BANGKOK (REUTERS, AFP) – An agreement on what could become the world’s largest trade bloc is likely to be signed in February 2020, a Thai government spokesman said on Sunday (Nov 3) as negotiators scrambled to salvage progress after new Indian demands.
Hopes of finalising the Regional Comprehensive Economic Partnership (RCEP) have been thrown into doubt at the ongoing summit of the Association of Southeast Asian Nations (Asean) in Thailand. The 16-nation pact - which includes the 10-nation Asean bloc along with China, India, Japan, South Korea, Australia and New Zealand - accounts for 40 per cent of global commerce, 30 per cent of global GDP and half of the world's people.
“We don’t have a conclusion yet. Once there is one it would be announced,” Thai government spokesman Narumon Pinyosinwat told reporters on Sunday.
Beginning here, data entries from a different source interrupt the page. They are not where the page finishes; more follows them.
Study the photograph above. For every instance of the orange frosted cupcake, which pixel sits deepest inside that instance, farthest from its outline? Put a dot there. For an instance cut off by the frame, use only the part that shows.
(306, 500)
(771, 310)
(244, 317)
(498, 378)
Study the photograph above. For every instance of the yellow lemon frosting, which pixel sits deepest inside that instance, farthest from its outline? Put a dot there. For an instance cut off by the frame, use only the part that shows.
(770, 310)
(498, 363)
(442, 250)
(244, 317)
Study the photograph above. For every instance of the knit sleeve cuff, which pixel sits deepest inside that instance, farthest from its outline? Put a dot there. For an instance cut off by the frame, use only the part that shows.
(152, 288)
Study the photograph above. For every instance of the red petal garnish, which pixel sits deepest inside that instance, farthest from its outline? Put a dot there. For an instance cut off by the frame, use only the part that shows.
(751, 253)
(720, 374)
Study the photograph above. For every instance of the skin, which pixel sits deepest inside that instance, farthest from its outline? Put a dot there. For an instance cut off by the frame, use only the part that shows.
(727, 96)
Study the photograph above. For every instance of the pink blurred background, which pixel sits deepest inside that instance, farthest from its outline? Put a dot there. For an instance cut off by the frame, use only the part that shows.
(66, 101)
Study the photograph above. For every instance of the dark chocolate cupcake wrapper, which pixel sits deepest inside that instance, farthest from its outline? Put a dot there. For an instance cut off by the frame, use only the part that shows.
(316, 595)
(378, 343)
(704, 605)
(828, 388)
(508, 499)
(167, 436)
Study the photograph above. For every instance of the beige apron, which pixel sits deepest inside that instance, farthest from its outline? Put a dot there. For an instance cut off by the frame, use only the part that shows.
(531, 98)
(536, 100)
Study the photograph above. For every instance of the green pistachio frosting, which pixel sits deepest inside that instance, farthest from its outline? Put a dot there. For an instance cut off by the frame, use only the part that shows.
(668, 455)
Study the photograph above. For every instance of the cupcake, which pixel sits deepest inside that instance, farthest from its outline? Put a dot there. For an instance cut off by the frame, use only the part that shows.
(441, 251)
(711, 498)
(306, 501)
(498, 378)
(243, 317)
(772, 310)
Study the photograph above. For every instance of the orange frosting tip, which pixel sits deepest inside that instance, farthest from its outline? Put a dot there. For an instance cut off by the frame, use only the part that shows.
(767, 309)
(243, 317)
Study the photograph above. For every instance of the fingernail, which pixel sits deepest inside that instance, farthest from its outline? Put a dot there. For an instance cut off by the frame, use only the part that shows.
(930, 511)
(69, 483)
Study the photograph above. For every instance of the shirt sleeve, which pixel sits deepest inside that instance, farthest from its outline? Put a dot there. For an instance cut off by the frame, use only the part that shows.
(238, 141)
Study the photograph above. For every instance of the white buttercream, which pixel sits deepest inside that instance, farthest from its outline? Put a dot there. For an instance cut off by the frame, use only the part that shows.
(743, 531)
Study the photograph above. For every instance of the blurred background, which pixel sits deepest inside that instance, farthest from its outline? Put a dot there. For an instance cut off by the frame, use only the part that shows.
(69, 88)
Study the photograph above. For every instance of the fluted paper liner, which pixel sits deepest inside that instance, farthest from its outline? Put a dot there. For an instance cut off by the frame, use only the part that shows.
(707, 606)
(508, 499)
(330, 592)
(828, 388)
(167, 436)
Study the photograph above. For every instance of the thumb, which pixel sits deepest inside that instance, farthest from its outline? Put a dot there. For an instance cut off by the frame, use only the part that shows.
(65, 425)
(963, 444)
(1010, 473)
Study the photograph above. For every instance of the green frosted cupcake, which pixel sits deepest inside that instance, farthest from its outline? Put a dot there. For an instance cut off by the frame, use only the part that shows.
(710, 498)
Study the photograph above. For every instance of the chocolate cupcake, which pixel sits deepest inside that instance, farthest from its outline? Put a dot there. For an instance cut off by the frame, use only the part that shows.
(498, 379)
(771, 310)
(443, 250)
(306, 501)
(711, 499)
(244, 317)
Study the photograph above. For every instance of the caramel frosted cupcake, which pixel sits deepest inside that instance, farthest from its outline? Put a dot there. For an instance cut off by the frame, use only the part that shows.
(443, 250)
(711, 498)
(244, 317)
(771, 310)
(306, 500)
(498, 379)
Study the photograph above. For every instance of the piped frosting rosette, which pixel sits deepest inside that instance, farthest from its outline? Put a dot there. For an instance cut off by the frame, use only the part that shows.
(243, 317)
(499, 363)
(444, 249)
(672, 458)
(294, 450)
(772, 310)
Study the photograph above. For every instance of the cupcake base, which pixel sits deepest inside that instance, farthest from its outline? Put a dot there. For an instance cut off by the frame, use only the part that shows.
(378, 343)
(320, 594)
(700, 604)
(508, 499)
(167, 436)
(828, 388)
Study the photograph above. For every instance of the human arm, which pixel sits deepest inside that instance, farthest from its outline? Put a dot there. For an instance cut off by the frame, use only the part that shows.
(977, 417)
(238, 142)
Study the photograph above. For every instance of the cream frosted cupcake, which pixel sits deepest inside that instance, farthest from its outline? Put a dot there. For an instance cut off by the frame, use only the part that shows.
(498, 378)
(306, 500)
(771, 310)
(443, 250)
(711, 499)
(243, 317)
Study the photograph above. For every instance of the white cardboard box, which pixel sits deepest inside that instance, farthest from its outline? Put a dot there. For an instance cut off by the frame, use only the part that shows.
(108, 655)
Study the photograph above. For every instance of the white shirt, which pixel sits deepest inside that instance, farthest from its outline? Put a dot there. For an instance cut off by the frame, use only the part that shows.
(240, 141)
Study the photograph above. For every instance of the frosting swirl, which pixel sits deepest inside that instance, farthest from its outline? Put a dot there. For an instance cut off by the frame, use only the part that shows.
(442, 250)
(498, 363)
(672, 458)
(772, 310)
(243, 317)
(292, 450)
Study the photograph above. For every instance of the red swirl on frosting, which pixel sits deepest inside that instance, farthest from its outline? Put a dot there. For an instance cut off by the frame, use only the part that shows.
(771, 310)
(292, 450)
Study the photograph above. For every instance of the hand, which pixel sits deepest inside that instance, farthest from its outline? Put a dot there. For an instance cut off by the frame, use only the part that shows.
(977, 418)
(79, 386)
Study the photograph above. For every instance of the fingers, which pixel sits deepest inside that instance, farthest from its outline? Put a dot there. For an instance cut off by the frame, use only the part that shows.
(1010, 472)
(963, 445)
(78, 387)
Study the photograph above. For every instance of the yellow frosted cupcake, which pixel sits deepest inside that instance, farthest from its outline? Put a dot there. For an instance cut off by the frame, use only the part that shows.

According to a draft statement by Asean leaders, the signing of the pact will likely be kicked back to 2020.
"Most market access negotiations have been completed and the few outstanding bilateral issues will be resolved by Feb 2020," said a draft agreement obtained by AFP.
Negotiations have sputtered for several years, but the statement said the text of all 20 chapters was now complete "pending the resolution of one" member, believed to be India.
But it said all members were "committed to sign the RCEP" next year in Vietnam, which will take over the Asean chair.
New Delhi is worried its small businesses will be hard hit by any flood of cheap Chinese goods creating "unsustainable trade deficits," Indian Prime Minister Narendra Modi said in an interview published by the Bangkok Post. A person with knowledge of New Delhi’s negotiations said new demands were made last week “which are difficult to meet.” Mr Modi told the Post that he is committed to RCEP talks but added “opening the vast Indian market must be matched by openings in some areas where our businesses can also benefit.”
Beijing sees RCEP as a central pillar of its trade strategy for its Asian neighbourhood, and it is backed by the leaders of Asean and who represent a 650 million-strong market.
Concluding the deal has been made more pressing by the brutal tit-for-tat trade war with the US, which has chipped back at growth in China, the world's second-largest economy.
The tit-for-tat tariffs lobbed by the US and China on billions of dollars worth of goods could drag growth to the lowest rate in over a decade, according to the IMF.
US President Donald Trump said he hopes to sign a deal with China's Xi Jinping in order to roll back some of the tariffs, telling reporters over the weekend an agreement could be signed in the US state of Iowa.
Chinese premier Li Keqiang said earlier in the day his country remained "firmly committed to supporting Asean centrality" as part of its regional ties.